In essence, a telecom breakdown could paralyse India’s digital economy, exposing the nation’s dependence on a duopoly.

E-commerce Monopoly: Another Fragile Ecosystem

The same risk looms over the e-commerce sector, where Amazon and Flipkart dominate nearly 80% of the market. A disruption similar to IndiGo’s could cripple daily life — halting delivery of groceries, medicines, and essential goods, freezing refunds and customer support, and leaving small sellers without platforms to trade.

Local retailers, freed from competition, might exploit shortages by inflating prices. Such a scenario underscores the perils of market centralisation in sectors critical to everyday living.

A Wake-Up Call for Regulators

The IndiGo crisis, analysts say, is a warning shot for policymakers and regulators. A single company’s operational failure exposed systemic weaknesses in India’s infrastructure and consumer protection mechanisms.
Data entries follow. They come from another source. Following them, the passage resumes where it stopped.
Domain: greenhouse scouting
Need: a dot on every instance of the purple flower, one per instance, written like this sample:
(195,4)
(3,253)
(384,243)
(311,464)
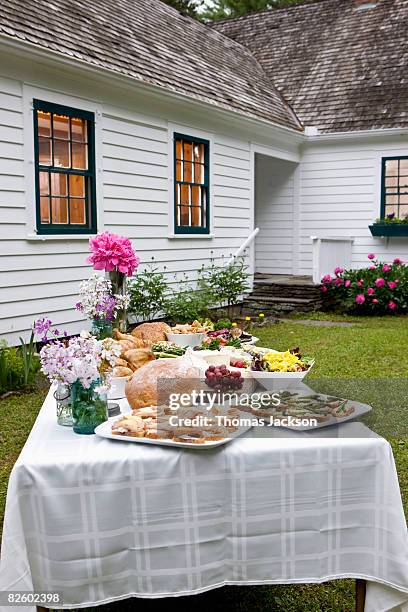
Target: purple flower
(41,326)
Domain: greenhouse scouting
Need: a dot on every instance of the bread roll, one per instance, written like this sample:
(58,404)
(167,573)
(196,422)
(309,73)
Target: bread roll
(150,333)
(120,371)
(174,375)
(136,358)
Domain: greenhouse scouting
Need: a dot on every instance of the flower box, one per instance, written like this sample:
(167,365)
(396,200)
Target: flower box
(389,229)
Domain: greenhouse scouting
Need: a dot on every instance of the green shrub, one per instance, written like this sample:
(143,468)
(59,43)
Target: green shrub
(379,289)
(12,371)
(147,292)
(225,284)
(187,305)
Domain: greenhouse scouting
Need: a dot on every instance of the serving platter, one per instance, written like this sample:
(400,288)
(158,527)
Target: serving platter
(105,431)
(359,410)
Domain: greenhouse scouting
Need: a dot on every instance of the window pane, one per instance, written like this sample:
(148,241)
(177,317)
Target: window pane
(196,216)
(184,194)
(389,200)
(179,149)
(198,173)
(78,129)
(76,185)
(403,166)
(77,211)
(188,172)
(391,209)
(391,167)
(184,216)
(199,152)
(188,151)
(59,184)
(79,156)
(61,154)
(61,127)
(204,205)
(44,183)
(45,209)
(44,151)
(178,171)
(59,210)
(403,211)
(196,195)
(44,124)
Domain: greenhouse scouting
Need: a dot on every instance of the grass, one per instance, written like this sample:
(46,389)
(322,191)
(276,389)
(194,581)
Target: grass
(367,360)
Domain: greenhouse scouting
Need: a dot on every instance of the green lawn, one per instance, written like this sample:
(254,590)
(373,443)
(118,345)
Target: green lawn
(368,361)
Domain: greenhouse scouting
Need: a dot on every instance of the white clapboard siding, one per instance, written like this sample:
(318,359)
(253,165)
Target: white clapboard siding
(340,196)
(274,193)
(40,278)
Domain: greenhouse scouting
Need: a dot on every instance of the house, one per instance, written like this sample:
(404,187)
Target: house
(130,117)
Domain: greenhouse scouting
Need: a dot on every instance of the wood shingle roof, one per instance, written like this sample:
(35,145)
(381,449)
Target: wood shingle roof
(339,67)
(151,43)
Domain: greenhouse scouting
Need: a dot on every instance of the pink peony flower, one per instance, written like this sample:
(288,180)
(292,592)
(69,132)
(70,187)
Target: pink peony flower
(112,252)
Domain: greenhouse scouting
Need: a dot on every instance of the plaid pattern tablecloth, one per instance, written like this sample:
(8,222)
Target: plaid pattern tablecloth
(99,520)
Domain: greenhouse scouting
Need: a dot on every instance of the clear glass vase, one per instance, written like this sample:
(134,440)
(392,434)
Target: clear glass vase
(118,281)
(101,329)
(89,406)
(62,396)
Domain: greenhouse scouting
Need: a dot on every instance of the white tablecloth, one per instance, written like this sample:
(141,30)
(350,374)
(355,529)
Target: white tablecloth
(101,520)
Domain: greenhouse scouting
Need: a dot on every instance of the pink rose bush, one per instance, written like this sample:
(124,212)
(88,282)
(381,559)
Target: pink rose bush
(381,288)
(111,252)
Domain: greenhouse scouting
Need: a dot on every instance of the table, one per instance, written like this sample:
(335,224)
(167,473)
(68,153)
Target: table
(100,520)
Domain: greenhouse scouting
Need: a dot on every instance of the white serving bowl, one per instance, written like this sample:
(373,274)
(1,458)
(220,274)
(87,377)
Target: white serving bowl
(274,381)
(186,340)
(117,387)
(214,357)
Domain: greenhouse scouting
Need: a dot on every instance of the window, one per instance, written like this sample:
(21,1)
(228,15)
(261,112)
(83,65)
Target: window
(64,169)
(394,190)
(191,185)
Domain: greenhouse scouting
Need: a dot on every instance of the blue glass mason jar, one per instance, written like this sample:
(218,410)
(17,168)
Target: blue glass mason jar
(101,329)
(89,406)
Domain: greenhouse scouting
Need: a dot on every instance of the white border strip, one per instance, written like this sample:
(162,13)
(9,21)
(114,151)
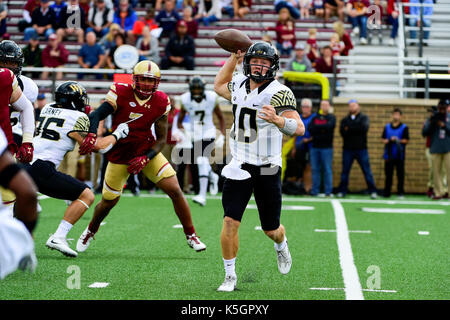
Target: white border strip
(353,289)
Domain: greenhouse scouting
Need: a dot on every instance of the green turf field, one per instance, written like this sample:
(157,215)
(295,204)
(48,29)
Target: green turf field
(140,254)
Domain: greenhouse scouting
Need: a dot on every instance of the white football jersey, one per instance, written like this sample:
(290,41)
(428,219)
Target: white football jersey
(31,91)
(51,141)
(254,140)
(201,115)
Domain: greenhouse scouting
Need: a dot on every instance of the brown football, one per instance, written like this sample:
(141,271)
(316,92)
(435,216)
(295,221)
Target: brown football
(233,40)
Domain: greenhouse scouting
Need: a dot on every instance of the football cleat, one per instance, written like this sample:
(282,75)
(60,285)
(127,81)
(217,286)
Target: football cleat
(195,243)
(229,284)
(85,239)
(61,245)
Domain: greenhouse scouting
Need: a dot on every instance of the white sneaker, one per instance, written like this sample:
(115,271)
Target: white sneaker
(85,239)
(229,284)
(199,199)
(195,243)
(61,245)
(213,183)
(284,260)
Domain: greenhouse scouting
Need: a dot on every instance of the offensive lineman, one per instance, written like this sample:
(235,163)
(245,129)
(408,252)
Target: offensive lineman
(142,105)
(263,110)
(201,104)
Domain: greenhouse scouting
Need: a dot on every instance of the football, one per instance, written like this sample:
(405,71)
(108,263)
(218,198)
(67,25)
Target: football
(233,40)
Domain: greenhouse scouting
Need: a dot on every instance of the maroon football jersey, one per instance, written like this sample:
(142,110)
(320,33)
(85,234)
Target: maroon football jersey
(143,114)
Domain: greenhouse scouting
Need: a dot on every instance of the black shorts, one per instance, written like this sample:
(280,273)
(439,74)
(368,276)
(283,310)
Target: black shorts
(265,184)
(53,183)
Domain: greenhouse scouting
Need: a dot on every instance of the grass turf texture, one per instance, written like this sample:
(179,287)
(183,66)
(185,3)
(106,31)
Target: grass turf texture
(141,255)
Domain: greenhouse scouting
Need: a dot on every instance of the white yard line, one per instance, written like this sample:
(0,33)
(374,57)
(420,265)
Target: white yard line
(353,289)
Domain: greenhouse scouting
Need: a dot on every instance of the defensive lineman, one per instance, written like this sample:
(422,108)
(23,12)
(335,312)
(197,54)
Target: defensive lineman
(263,109)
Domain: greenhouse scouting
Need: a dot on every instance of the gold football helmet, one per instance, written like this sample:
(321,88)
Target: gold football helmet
(142,72)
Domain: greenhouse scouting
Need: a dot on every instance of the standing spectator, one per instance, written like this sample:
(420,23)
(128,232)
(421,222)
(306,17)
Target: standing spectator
(73,22)
(55,55)
(357,10)
(414,20)
(437,127)
(395,137)
(353,129)
(180,50)
(321,129)
(300,61)
(100,18)
(42,20)
(167,19)
(91,55)
(209,11)
(285,30)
As the aviation regulator DGCA investigates and IndiGo works to restore normalcy, the broader lesson remains clear: unchecked monopoly power in any essential service — whether air travel, telecom, or e-commerce — poses a direct threat to economic stability and citizen welfare.

Without stronger competition laws, redundancy frameworks, and regulatory oversight, India risks repeating this crisis across multiple sectors — each time with millions of citizens paying the price.